"Light from above only has to pierce forty or fifty miles of really dense air. Above that height it's excessively rarified. While down below earth-level, of course, it would get more and more dense all the time, till at the bottom of a five-hundred-mile drop the density and pressure would be tremendous."
Beatrice made no answer. The spectacle she was gazing at filled her with solemn thoughts. Jagged, rent and riven, the rock extended downward. Here vast and broken ledges ran along its flanks--red, yellow, black, all seared and burned and vitrified as by the fire of Hell; there huge masses, up-piled, seemed about to fall into the abyss.
A quarter-mile to southward, a rivulet had found its way over a projecting ledge. Spraying and silvery it fell, till, dissipated by the up-draft from the abyss, it dissolved in mist.
The ledge on which they were lying extended downward perhaps three hundred yards, then sloped backward, leaving sheer empty space beneath them. They seemed to be poised in mid-heaven. It was totally unlike the sensation on a mountain-top, or even floating among the clouds; for a moment it seemed to Stern that he was looking up toward an unfathomable, infinite dome above him.
He shuddered, despite his cool and scientific spirit of observation.
"Some chemical action going on somewhere down there," said he, half to divert his own attention from his thoughts. "Smell that sulphur? If this place wasn't once the scene of volcanic activities, I'm no judge!"
A moderate yet very steady wind blew upward from the chasm, freighted with a scent of sulphur and some other substance new to Stern.
Beatrice, all at once overcome by sudden giddiness, drew back and hid her face in both hands.
"No bottom to it--no end!" she said in a scared tone. "Here's the end of the world, right here, and beyond this very rock--nothing!"
Stern, puzzled, shook his head.
"That's really impossible, absurd and ridiculous, of course," he answered. "There must be something beyond. The way this stone falls proves that."
He pitched a two-pound lump of granite far out into the air. It fell vertically, whirling, and vanished with the speed of a meteor.
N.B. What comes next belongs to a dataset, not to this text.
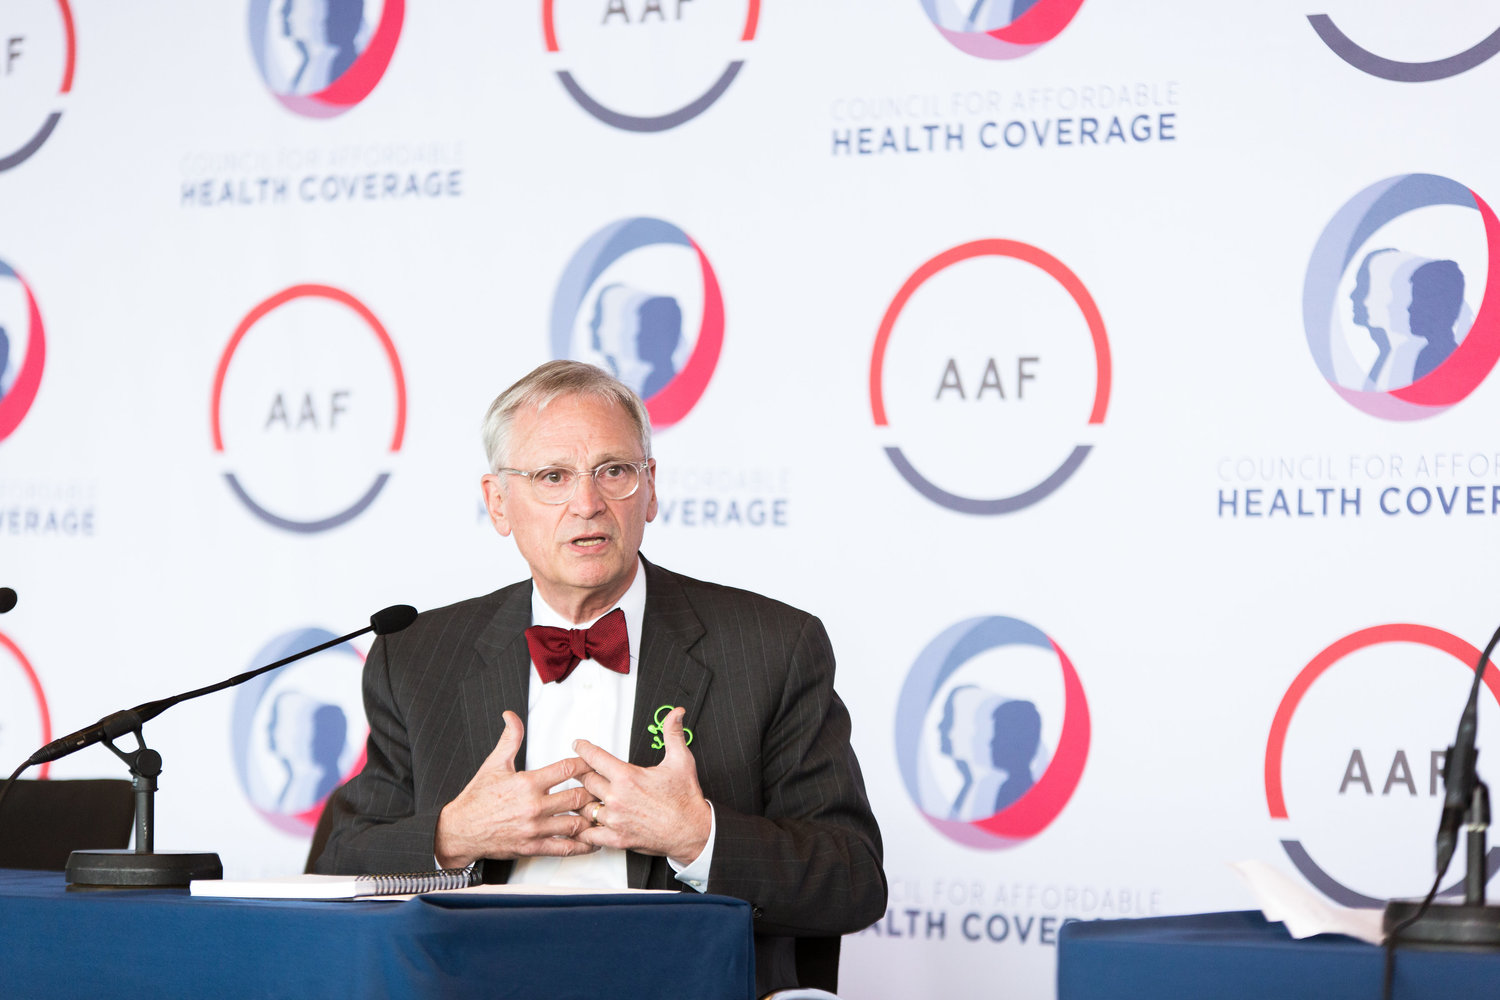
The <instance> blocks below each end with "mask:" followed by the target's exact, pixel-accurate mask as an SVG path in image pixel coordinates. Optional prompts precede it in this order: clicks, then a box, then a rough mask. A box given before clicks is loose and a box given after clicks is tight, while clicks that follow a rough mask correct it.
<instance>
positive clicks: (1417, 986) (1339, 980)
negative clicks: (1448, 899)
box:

"If a whole side of the earth had split off, and what we see down below there were really sky, of course the earth's center of gravity would have shifted," he explained, "and that rock would have fallen in toward the cliff below us, not straight down."
"How can you be sure it doesn't fall that way after the impulse you gave it has been lost?"
"I shall have to make some close scientific tests here, lasting a day or two, before I'm positive; but my impression is that this, after all, is only a canyon--a split in the surface--rather than an actual end of the crust."